Once we hit doubletrack the guy's started to pull away. I was like, "wait up guy's, wait for meeeee!" but apparently they didn't hear because they were GONE and I was stuck in no man's land. My legs were borderline ready to explode, and I slowed down a bit. Soon honorary Michigan racer Susan Stephens (from Ontario) and Karey Collins joined me and we were a 3-way train. I tucked in behind Susan to recover. As always she was riding really well, but soon my legs felt better and I decided to try passing.

If only I could rewind time....

Blogosphere, I learned two important lessons during this race, and I learned them both in a single second. First of all, if you aren't familiar with the course, leave a little room in between you and the person in front of you so you can see what's in front. Secondly, if you want to pass, choose your spot well. There is no need to pass immediately when first place is right in front of you, especially if you are on the slickest part of the singletrack.

Because here's what happened. Just as I started to move to the left to try and pass, Susan suddenly veered right to avoid a wet root. I didn't know what I hit until I was falling.

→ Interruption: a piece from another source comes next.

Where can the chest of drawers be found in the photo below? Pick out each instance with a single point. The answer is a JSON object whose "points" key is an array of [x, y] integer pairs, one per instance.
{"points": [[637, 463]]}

I think there are two types of falls. The first is where you get up, shake it off, and maybe have a cool bruise to show off later to friends. The second is where you are body slammed into the ground. Where you know things aren't going to be good before you even try to move. My fall was the latter. In the 6 years that I've been riding/racing, this fall hurt the most. My shoulder took the full impact, and to add insult to injury I landed on the root that caused my fall in the first place. Then my head hit the ground and just as I was thinking I was going to have a concussion I saw my bike coming down on top of me. Even though this probably all happened in a second, it seemed like sloooooow motion.

Karey slammed on her brakes (so at least I didn't also get run over) and asked me if I was ok. I was disentangling myself from my bike, and said "yes." It hurt so bad that I needed to be alone to shake it off. I stood up and had tunnel vision. My shoulder felt weird. It was numb but hurting at the same time but I had so much adrenaline going through my body it wasn't as bad as I thought it would be. The next thing I knew I was back on my bike. Crying? Yes. Pedaling? Yes!

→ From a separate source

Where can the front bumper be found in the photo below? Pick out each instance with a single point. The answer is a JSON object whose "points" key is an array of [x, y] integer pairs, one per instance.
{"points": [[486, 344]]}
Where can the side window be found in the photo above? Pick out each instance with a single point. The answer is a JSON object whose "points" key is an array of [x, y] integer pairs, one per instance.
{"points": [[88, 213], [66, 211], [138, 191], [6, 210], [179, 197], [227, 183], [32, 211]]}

Here I am at the end of the first lap....my face was one big grimace!
There was a part of me that wanted to get off of my bike, run to Scott and feel sorry for myself. However, a bigger part of me wanted to keep racing. I experienced every emotion in the book during the race but more then anything I was SO disappointed. Any athlete who has gotten an injury knows this feeling. I love racing. I love training. I love riding my bike. The thought that I might be sidelined for a while just made me pedal faster.

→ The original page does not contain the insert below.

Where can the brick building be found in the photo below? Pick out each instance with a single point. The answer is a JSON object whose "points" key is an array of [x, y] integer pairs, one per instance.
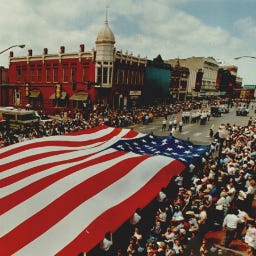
{"points": [[55, 82]]}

I moved back into second place by the end of Lap 2 and decided I could probably do one more lap (10 miles) to finish. I don't have a higher pain threshold then anyone else, but I do think that I'm really good at focusing. Any time I found myself worrying about my shoulder, or crying, I would immediately push the thoughts out and pedal.

Scott rode the chair lift above the course and took some pictures....

To be continued...

P.S. I know this is a bad spot to leave off, but here's a clue. I will be at Iceman racing. It's just a good thing my coach knows good trainer workouts because that's where I'm going to be for the next week....

3 comments:

Anonymous said...

I am betting on an AC separation.
Preferably Grade 1.
Really painful, but repairable with physical therapy.
If I guessed right you will wind up with a lump on top of your shoulder where the clavicle attaches.
Look around on the start line for Exp/Elite men probably 20% are members of the club

Anonymous said...

Where is part 2??? we want the sequel!

Kyia said...

Bummer Danielle...I hope you heal up quickly. I did something crazy like that once and raced a WC marathon in muck and over mountains the next weekend. After that it really hurt and caused many problems for weeks. The moral of the story. Be good to it now so you can rage in 3 weeks!